Ainda não foram remarcados, no entanto, testes físicos com as urnas, que avaliam defeitos em teclas, por exemplo, ou em impressoras de boletins. Essa avaliação terá que acontecer presencialmente.
“Evidentemente, no caso dos testes das urnas eletrônicas vai ter que haver pessoas atuando, digitando nas urnas, diretamente nos equipamentos. Mas essas pessoas estarão afastadas. Será um formato diferente e isso está sendo remodelado para essas novas condições aconteçam”, afirma Giuseppe Janino, secretário de tecnologia de informação do TSE.
Outra mudança será no treinamento dos chamados “multiplicadores dos regionais”, os funcionários dos TREs que vão a Brasília ajudar a finalizar o conteúdo do treinamento do TSE para os mesários.
Em vez de viajarem à capital federal, eles irão receber treinamento a distância. Segundo o TSE, a medida terá pequenos custos, devido à produção de material que será exibido esses servidores, mas essas despesas serão compensadas com a economia que o tribunal terá com passagens e diárias.
“É um custo muito pequeno porque [o curso] é uma produção interna, a gente não contrata ninguém de fora para fazer”, diz Thayanne Fonseca, secretária de gestão de pessoas do TSE.
“No presencial a gente teria uma urna eletrônica, com todo mundo trabalhando com ela e tocando nessa urna. No treinamento a distância vão ter que ser desenhos, vídeos, mostrando como é”, acrescenta. Ainda será definido como serão os cursos dos TREs, nos estados, com as restrições de isolamento social.
O TSE também afirma que é capaz de realizar as eleições no início de outubro sem novas urnas eletrônicas. Atualmente, o TSE conta com 473 mil máquinas para usar nas eleições deste ano.
Desde o ano passado, há um impasse na aquisição de urnas que substituiriam os equipamentos usados nas eleições de 2006 e 2008, que estão obsoletos. O edital de licitação previa a compra de até 180 mil urnas.
Uma guerra de recursos entre as empresas que concorrem à licitação, associada aos problemas oriundos da pandemia, têm feito o tribunal descartar a utilização das novas urnas.

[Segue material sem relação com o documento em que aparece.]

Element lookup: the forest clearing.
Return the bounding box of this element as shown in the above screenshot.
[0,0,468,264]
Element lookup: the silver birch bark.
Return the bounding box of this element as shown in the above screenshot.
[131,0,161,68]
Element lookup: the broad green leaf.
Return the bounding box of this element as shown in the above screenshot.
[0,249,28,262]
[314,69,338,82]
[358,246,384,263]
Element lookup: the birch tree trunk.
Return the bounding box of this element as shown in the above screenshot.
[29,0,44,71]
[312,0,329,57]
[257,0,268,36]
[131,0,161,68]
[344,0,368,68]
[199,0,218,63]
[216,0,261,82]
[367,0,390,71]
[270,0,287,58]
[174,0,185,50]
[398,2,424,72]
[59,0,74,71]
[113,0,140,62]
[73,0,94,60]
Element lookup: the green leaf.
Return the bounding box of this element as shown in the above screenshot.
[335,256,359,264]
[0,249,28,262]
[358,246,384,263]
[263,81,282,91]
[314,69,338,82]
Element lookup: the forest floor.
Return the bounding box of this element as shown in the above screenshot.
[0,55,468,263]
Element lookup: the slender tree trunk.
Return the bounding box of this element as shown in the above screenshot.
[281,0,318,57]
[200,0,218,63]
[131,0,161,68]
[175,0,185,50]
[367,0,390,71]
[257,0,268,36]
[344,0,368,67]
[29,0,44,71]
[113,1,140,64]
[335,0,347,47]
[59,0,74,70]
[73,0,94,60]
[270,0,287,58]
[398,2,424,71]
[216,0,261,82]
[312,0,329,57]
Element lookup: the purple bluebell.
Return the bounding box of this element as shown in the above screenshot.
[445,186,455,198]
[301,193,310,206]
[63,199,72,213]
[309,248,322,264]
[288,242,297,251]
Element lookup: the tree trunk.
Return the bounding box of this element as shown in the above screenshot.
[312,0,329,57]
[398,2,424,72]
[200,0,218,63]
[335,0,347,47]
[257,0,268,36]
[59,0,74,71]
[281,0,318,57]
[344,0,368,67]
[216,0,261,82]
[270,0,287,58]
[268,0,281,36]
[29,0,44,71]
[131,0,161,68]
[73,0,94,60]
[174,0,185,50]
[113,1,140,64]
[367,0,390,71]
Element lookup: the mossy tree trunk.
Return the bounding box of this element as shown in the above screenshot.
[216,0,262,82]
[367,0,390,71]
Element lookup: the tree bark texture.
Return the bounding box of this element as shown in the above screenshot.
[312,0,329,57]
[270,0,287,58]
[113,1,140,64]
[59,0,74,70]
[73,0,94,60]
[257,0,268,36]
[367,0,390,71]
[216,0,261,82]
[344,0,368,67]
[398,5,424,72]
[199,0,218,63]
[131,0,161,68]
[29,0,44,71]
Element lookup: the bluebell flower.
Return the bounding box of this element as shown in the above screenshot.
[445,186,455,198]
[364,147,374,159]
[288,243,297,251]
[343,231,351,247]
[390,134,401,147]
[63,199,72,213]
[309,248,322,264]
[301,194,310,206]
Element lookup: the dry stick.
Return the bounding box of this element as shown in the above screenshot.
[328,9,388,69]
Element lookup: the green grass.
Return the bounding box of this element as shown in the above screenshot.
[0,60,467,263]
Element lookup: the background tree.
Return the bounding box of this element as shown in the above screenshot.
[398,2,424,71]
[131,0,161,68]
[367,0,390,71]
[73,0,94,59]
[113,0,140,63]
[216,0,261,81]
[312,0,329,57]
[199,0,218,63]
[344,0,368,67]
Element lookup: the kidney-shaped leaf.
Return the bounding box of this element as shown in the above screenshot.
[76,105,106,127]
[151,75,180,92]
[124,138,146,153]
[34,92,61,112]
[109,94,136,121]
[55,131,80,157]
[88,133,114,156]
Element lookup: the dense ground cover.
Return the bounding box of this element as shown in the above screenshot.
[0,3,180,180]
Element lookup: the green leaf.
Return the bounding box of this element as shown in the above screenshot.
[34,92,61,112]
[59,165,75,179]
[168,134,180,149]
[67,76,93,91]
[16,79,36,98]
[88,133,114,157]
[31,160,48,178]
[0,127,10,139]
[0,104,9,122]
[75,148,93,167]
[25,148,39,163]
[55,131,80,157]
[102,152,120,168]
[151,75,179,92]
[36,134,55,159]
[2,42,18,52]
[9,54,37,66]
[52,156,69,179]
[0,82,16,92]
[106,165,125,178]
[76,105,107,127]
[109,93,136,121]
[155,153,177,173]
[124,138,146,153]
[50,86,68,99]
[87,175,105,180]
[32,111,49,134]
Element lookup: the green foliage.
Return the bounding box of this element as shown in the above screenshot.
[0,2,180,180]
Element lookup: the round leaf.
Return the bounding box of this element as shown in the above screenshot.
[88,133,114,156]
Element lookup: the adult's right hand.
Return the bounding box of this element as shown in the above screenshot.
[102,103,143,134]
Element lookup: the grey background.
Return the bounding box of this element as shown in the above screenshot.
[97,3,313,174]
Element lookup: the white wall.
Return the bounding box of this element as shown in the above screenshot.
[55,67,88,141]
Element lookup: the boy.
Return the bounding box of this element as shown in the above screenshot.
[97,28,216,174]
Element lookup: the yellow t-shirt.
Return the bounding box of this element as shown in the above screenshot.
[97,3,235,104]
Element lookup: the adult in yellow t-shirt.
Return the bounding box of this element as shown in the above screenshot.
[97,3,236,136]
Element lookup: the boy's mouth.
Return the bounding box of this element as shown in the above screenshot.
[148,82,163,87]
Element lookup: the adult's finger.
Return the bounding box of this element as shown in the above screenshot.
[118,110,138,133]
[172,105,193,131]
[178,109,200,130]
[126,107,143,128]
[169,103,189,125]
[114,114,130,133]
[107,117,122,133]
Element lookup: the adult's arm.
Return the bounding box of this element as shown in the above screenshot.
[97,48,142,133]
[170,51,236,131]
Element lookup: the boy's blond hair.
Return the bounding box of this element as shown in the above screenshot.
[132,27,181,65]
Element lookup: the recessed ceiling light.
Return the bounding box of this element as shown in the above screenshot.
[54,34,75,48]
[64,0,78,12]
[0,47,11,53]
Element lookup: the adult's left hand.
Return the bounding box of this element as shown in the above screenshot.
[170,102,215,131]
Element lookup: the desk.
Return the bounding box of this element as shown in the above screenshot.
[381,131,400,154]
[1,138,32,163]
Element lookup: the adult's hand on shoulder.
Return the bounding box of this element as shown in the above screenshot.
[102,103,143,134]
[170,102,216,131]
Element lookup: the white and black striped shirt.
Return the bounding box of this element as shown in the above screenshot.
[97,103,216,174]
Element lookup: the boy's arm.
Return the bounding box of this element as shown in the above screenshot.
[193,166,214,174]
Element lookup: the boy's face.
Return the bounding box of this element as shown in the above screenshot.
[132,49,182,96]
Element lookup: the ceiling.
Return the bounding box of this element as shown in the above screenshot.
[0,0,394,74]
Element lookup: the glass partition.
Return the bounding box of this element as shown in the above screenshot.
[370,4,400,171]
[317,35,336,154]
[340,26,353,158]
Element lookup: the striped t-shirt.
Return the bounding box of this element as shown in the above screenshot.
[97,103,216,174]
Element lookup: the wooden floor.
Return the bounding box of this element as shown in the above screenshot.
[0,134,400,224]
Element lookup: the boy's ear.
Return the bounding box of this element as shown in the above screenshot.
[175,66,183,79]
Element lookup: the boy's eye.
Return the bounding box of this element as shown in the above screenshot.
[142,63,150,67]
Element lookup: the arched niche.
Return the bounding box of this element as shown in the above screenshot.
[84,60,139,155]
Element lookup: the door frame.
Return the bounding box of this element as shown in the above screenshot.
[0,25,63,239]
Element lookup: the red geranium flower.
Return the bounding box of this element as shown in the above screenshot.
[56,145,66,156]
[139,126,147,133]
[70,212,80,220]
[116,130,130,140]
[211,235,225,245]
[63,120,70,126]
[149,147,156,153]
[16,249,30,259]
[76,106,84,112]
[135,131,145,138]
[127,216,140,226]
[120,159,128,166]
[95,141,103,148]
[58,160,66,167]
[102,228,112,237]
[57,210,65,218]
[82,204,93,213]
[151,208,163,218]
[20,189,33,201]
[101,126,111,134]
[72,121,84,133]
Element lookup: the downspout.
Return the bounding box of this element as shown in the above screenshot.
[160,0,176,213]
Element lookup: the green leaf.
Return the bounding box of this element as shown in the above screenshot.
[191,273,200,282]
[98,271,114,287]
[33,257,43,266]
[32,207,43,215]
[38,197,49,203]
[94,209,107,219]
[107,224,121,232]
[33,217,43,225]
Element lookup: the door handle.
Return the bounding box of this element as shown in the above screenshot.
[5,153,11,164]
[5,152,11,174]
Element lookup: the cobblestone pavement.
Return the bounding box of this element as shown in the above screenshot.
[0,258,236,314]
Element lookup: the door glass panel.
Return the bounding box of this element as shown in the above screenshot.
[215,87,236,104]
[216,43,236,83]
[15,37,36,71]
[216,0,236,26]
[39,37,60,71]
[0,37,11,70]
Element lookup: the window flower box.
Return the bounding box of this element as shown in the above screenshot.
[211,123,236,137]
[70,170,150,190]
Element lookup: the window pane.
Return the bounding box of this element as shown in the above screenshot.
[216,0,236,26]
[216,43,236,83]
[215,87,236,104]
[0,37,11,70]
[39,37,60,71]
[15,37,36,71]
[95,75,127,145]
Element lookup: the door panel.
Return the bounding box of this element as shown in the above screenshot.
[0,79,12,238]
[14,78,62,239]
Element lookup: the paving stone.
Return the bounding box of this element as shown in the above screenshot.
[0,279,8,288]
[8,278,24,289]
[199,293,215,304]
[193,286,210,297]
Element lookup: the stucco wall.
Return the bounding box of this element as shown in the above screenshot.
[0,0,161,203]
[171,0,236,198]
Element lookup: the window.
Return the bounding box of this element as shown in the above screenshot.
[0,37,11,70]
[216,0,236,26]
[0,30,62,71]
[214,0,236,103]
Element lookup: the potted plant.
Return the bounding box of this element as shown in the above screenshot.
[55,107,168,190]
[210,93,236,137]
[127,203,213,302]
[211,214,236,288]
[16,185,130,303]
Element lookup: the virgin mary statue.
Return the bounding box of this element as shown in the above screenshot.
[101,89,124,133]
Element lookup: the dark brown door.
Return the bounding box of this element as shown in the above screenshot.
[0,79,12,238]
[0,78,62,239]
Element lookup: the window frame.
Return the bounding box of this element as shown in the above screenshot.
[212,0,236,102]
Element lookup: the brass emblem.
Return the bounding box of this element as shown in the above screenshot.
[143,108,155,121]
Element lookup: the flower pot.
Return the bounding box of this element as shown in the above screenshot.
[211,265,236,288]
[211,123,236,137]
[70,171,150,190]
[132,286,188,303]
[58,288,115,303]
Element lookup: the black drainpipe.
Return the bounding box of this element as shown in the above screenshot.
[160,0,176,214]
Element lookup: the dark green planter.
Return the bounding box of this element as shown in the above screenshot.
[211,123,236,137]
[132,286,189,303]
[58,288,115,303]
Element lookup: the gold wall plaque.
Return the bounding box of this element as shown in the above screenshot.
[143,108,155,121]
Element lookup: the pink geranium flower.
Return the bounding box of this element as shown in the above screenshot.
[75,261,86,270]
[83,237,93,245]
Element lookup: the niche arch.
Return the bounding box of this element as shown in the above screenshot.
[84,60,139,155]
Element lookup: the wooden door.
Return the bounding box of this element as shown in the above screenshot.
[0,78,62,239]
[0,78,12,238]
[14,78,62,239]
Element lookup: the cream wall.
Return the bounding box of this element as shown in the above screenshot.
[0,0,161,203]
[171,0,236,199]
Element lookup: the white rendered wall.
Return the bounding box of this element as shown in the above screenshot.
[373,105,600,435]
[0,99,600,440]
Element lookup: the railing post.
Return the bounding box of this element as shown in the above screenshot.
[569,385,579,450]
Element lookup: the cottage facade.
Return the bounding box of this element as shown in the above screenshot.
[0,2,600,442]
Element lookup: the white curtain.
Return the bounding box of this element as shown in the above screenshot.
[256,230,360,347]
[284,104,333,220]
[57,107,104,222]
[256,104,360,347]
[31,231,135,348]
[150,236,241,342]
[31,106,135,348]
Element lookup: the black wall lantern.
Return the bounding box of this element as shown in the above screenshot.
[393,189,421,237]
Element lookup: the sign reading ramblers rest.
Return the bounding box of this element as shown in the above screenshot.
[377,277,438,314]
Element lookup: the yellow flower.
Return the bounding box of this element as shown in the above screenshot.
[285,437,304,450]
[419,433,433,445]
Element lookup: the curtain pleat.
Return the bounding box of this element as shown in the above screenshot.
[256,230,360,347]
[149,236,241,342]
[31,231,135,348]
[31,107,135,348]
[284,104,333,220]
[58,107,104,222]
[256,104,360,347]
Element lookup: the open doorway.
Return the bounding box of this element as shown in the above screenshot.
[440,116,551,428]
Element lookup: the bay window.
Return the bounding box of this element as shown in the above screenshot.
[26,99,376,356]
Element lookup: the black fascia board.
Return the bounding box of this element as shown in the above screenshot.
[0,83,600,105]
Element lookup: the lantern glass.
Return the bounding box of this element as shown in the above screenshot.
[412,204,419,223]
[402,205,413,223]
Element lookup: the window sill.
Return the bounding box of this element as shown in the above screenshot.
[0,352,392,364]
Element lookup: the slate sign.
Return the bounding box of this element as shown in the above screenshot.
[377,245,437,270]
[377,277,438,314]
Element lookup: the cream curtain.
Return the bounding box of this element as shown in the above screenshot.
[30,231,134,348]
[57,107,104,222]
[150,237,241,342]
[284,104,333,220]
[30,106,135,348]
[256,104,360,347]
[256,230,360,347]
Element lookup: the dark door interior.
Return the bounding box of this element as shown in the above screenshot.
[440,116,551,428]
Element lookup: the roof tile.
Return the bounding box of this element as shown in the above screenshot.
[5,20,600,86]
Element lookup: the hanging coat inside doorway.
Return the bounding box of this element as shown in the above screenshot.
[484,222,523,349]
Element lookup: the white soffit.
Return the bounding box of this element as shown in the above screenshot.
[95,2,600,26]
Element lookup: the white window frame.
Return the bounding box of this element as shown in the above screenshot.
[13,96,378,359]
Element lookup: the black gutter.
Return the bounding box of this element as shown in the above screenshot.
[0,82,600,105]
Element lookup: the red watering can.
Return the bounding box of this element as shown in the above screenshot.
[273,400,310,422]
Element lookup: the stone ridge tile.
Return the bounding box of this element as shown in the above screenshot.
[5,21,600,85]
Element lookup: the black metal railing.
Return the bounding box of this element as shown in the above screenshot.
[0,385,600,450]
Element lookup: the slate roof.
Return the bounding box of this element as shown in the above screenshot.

A falta dessas máquinas, porém, tem gerado preocupação desde o ano passado sobre a possibilidade de aumento de filas e aglomerações.
O GT entende que o número de máquinas atuais não prejudica a realização das votações.
“Tem-se por viável a realização das eleições com o parque atual de urnas eletrônicas”, dizia o primeiro relatório do grupo de trabalho da pandemia, de 20 de abril. “Independentemente da conclusão pela viabilidade, tratativas para aprimorar a equalização do parque de urnas permanecem em curso.”
Questionado na quinta-feira (29) se ainda há possibilidade de utilização de novas urnas neste ano, o diretor-geral do TSE, Anderson Vidal, afirma que “todo o nosso cálculo já é descartando a utilização dessas urnas”.
“Desde o ano passado a administração tem informado e trabalhado para a realização das eleições de 2020 sem contar com a aquisição dessas urnas”, diz Vidal. “O parque atual das urnas eletrônicas para fazer essas eleições são de 473 mil urnas. Estamos trabalhando com 473 mil urnas para fazer as eleições.”
Além de Waterloo, Giuseppe, Thayanne e Anderson Vital também fazem parte do grupo de trabalho que avalia os impactos da pandemia. Outros três integrantes compõem a equipe. Nas reuniões, também participam os chefes das assessorias de gestão estratégica, de exame de contas e da comunicação.